# Blues and Blacks NOW with comparison pics



## Matt Haslam (Mar 13, 2010)

Well i have waited 6 weeks for it to happen, but one of my black does is pregnant !!!

she was put with my blue male.

I'm expecting blues and blacks in the litter.

I'll update with pics as soon as possible


----------



## windyhill (Jan 19, 2010)

Congrats! Good luck with the litter


----------



## Autumn2005 (Apr 21, 2010)

Good luck! I put a blue with an agouti, and got agouti, chocolate, and blacks, everything but blue! So now I'm going to breed a son back to her, but the only son left is a chocolate. Should be interesting...


----------



## Matt Haslam (Mar 13, 2010)

13 born today


----------



## Rhasputin (Feb 21, 2010)

Does your black doe carry blue?


----------



## Matt Haslam (Mar 13, 2010)

yep so i will be looking for blue does in this litter!


----------



## Jack Garcia (Oct 9, 2009)

Aww!! They have such big black eyes! Or should I say pre-eyes!


----------



## Rhasputin (Feb 21, 2010)

These will look great! I just know it!


----------



## Matt Haslam (Mar 13, 2010)

yeah they should be some good looking mice, both parents are gorgeous (originally from Mousebreeder Cait).

I won't stay with 13 as that is way too many, so over the next few days numbers will have to decrease. and i really want a lovely blue doe to breed back with dad.


----------



## windyhill (Jan 19, 2010)

I hope you get the blue doe you want


----------



## Autumn2005 (Apr 21, 2010)

Is it better to cross a black carrying blue with a blue, or a chocolate carrying blue with a blue? I bred my blue doe hoping for blues, and got everything but!
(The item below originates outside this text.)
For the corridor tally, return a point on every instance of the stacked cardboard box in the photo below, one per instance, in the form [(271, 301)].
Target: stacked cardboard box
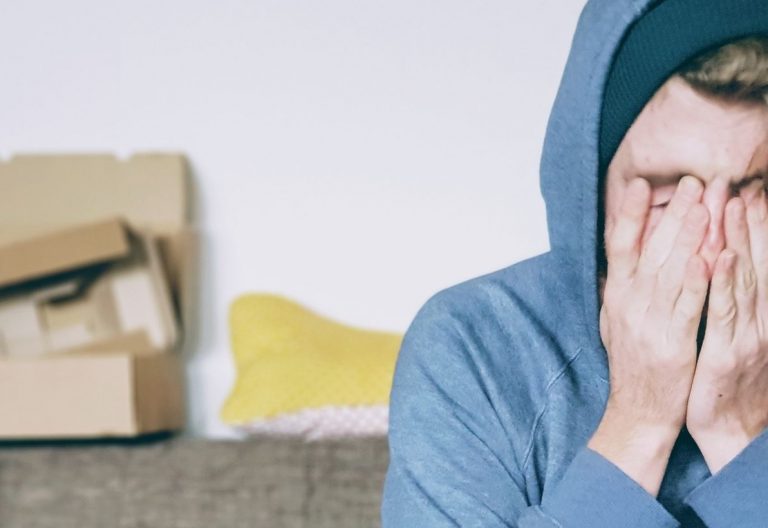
[(96, 283)]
The only male I have of that litter is a chocolate, and I was really hoping for more blues...


----------



## WillowDragon (Jan 7, 2009)

Mixing blue with chocolate is never a good idea, unless you are purposely breeding for Lilacs.

Chocolate lightens the blue colour generally to an unshowable shade, and when blue carries chocolate, it generally looks 'dirty'

W xx


----------



## windyhill (Jan 19, 2010)

The only time I breed blue & chocolate together is for lilacs, for the reasons WillowDragon stated. 
Cross black carrying blue to a blue


----------



## Matt Haslam (Mar 13, 2010)

ok here are two does.

looks like a black and a blue??


----------



## WillowDragon (Jan 7, 2009)

Yup!! The paler definately looks like a blue to me!


----------



## Matt Haslam (Mar 13, 2010)

i hope so!

i have 5 lighter one's in the litter!


----------



## Matt Haslam (Mar 13, 2010)

looks like i have 7 blues... wooohooo!


----------



## Jack Garcia (Oct 9, 2009)

Seven? Yay!


----------



## Matt Haslam (Mar 13, 2010)

well unless some quickly darken up, they are not blacks!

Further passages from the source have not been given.